Ces livres incluent «Amateka ya Jenoside yakorewe Abatutsi mu yahoze ari Perefegitura ya Cyangugu», écrit par le chercheur Donatien Nikuze, «Amateka ya Jenoside yakorewe Abatutsi mu yahoze ari Perefegitura ya Gitarama» écrit par le rechercheur Faustin Mafezweh et le livre «Ubuhamya bwa bamwe mu Batutsi bakorewe itotezwa n'iyirukanwa mu mashuri makuru n'ayisumbuye mu mwaka wa 1973 » par Gérard Ntashamaje, tous du Centre de la CNLG pour recherche et documentation sur le génocide.
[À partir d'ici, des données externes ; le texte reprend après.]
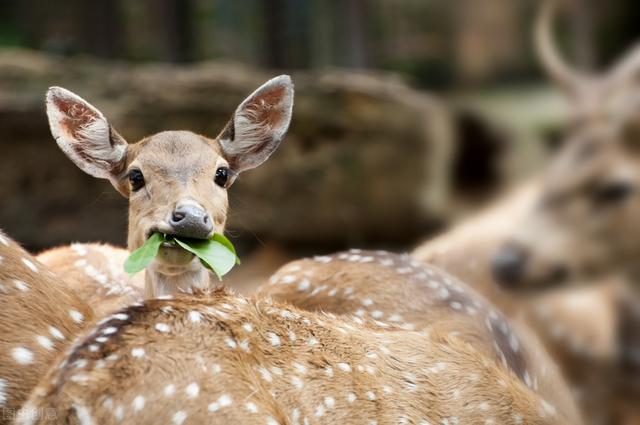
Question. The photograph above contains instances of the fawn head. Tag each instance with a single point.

Les résultats des études montrent que la ségrégation ethnique et régionale faisait partie des faits qui ont divisé les Rwandais effectués par des colonisateurs belges et des missionnaires de l'Église catholique. Ils ont utilisé certains politiciens, dont Kayibanda Grégoire, Habyarimana Joseph Gitera, Mbonyumutwa Dominique et d'autres. La discrimination et la haine contre les Tutsi ont abouti à des actes de violence perpétrés contre les Tutsi depuis décembre 1959 et même par la suite sous les régimes des présidents Kayibanda Grégoire et Habyarimana Juvénal.
Dans l'ancienne préfecture de Gitarama, les massacres et les actes de violence contre les Tutsi ont commencé le 3 octobre 1959 dans ce qui était autrefois la chefferie de Ndiza et se sont étendus à d'autres chefferies. Les citoyens hutus et tutsis de différentes régions des chefferies de Rukoma et d'Amayaga qui soutenaient la monarchie ont riposté aux attaques des partisans du PARMEHUTU et de l'APROSOMA; ce qui exigeât le colonel Guy Logiest qu'il utilise l'armée congolaise alors connue sous le nom d'armée de Kamina (ingabo za Kamina) pour les combattre et les dissoudre. Les actes de tuer les Tutsi, les expulser et brûler leurs maisons ont été largement commis lors des scrutins référendaires de septembre 1961 et après.
Tuer les Tutsi, les torturer et les marginaliser est l'une des caractéristiques du régime du président Kayibanda Grégoire. Pendant son régime, les Tutsi ont été massacrés en série, notamment en octobre 1963, février et mars 1973.
Après que le général major Juvénal Habyarimana Juvénal a renversé le président Kayibanda Grégoire le 5 juillet 1973, les Tutsi de l'ancienne préfecture de Gitarama ont savouré une courte période de paix, ceux qui s'étaient enfuis ont commencé à regagner leurs foyers abandonnés. Mais cette paix n'a pas duré longtemps car le président Habyarimana a lui aussi mis des limites aux Tutsi qui voulaient rentrer dans leur pays. Il a continué dans la même ligne de discrimination et de ségrégation, en gardant les Tutsi en marge.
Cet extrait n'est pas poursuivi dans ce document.